Les frictions, parfois charnelles, gèrent la vie quotidienne des deux villages, mais tous les habitants ne sont pas dénués de jugeote. D’autres sont imbibés de pastis. Et quand l’un d’entre eux, le Pépé Jélédeux, le doyen du village de Chantamour, soudoie à l’aide verres anisés le notaire, Maître Thanphile Monzaube, quasi impotent et centenaire (il cumule !) d’étranges tractations s’organisent. Pépé Jélédeux achète en catimini un carré de terrain de la parcelle sur laquelle doit passer la bretelle d’autoroute et qui est sis sur la commune de Cusenville.
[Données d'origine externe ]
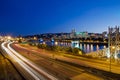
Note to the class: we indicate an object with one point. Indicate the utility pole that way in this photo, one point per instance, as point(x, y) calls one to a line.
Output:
point(113, 43)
Naturellement il s’ensuit horions et feux d’artifice entre les habitants des deux petites communes situées en Provence, non loin de la Méditerranée.

 

Un roman humoristique qui n’est pas sans rappeler la verve de Frédéric Dard quand il écrivait les aventures du commissaire chéri de ces dames : San-Antonio.

Mais cet humour est parfois lourd à digérer, les digressions sont nombreuses et les phrases un peu longuettes, parfois s’étalant sur une ou deux pages.

Mais l’on sent que l’auteur, probablement Jean-Michel Sorel, car ils étaient plusieurs à se partager ce pseudonyme, s’est follement amusé à narrer cette aventure qui ne manque pas de piquant et joue sur les subtilités de langage.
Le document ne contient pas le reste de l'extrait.